Set up the IO scheduler
The default Linux scheduler is cfq (completely fair scheduler) which tries to balance the need of all applications. Although ideal for a desktop usage, this is not what we want for Vertica. We do not want to be fair, we just want Vertica to perform as fast as it can. For this purpose, the deadline scheduler, which goal is to reduce latency is a much better choice. Run the following as root or sudo, or again write it in /etc/rc.local to keep the change permanent.
echo 'deadline' > /sys/block/sdxx/queue/scheduler
Externalise ext4 journal
Ext4, the only filesystem supported by Vertica (with its parent, ext3), is a journaling filesystem. This means that it keeps track of changes to be made in a journal before committing the changes to disk, speeding up the recovery in case of crash. This journal is kept on disk, so adds extra writes.

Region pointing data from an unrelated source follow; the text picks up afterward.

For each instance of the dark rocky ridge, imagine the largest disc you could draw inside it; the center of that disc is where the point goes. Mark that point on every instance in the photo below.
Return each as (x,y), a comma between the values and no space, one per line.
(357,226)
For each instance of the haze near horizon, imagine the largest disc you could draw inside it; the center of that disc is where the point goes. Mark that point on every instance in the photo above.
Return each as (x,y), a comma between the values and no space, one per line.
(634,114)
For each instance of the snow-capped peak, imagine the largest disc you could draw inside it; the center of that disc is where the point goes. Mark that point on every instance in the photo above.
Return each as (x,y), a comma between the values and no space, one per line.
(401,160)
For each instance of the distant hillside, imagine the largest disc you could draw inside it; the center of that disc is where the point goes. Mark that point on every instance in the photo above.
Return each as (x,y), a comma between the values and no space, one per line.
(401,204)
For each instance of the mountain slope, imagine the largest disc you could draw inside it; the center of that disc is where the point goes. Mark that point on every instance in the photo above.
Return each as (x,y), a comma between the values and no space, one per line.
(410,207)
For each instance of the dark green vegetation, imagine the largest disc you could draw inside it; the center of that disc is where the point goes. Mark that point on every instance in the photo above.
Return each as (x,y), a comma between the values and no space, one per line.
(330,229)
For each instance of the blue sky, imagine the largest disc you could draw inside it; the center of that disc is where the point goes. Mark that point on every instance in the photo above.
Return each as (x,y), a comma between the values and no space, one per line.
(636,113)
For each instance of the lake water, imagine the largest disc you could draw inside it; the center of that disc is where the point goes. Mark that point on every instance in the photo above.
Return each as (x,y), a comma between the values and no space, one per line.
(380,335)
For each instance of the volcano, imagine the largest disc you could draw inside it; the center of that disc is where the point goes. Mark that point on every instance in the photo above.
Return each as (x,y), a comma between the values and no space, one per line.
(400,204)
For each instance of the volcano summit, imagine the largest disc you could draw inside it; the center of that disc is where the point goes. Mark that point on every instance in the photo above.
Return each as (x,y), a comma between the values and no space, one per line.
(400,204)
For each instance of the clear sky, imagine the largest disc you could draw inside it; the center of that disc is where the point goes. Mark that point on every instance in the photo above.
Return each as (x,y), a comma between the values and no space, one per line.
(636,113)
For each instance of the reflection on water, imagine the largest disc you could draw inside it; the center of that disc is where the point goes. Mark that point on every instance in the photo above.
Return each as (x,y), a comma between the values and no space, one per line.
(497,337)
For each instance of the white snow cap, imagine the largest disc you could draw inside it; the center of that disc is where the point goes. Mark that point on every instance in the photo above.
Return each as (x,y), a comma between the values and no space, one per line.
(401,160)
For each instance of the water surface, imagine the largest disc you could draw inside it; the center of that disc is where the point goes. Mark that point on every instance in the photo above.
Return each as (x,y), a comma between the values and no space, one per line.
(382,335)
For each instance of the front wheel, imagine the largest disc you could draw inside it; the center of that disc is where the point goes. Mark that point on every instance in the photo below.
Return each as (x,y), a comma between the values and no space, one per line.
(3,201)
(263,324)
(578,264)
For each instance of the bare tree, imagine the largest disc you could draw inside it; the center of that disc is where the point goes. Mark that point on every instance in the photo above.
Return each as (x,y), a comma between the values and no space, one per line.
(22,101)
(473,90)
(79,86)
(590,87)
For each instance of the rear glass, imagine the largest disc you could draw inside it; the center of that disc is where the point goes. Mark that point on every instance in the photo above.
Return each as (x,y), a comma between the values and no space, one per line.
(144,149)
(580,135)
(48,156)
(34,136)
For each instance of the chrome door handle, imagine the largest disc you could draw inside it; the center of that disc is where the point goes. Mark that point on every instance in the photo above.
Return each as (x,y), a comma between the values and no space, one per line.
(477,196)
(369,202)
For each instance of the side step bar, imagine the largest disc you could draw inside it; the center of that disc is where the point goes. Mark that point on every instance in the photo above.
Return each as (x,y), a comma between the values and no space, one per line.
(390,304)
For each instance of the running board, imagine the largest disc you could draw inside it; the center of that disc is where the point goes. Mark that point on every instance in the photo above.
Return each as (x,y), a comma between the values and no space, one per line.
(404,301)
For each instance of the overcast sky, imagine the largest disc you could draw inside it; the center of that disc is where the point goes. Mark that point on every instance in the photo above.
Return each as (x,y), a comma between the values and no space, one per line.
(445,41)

If you have another disk available, you can write the log on another disk, thus reducing the amount of IOs.
I will assume that the mount point on which vertica writes its data is /mnt/vertica, and the partition is /dev/sda1. The journal partition will be /dev/sdb1.
# stop all relevant services
# you can see with lsof which users are using with files
# unmount the current ext4 fs
umount
/mnt/vertica
# remove journal from current FS
# set up external journal
tune2fs -O ^has_journal
/dev/sda1
tune2fs -o journal_data_ordered -j -J device=
/dev/sdb1
/dev/sda1
# remount
mount
/mnt/vertica
Data partition mount option
By default, on ext4 each read and write of a file updates the metadata of the file to write the access time. This means that even a read will result on a disk write. This can be avoided to increase performance by adding an option in your /etc/fstab in the line mounting the Vertica partition. You have 2 options:
- noatime: this prevents update on read and write, for the highest performance gain
- relatime: this prevents update in read, but keep updating on writes
Create a catalog partition
The catalog can be put on its own partition to relieve the data partition from extra writes. The easiest is then to create a symlink from the initial catalog directory to a directory in the catalog partition.
Conclusion
I set all these enhancements up at the time were performance was very bad due to bad configuration. They had a huge impact (even the simplest queries ran about 2 orders magnitude faster), but I sadly do not have numbers to pinpoint exactly which improvement were the most efficient. I can just tell you that all together they are fantastic.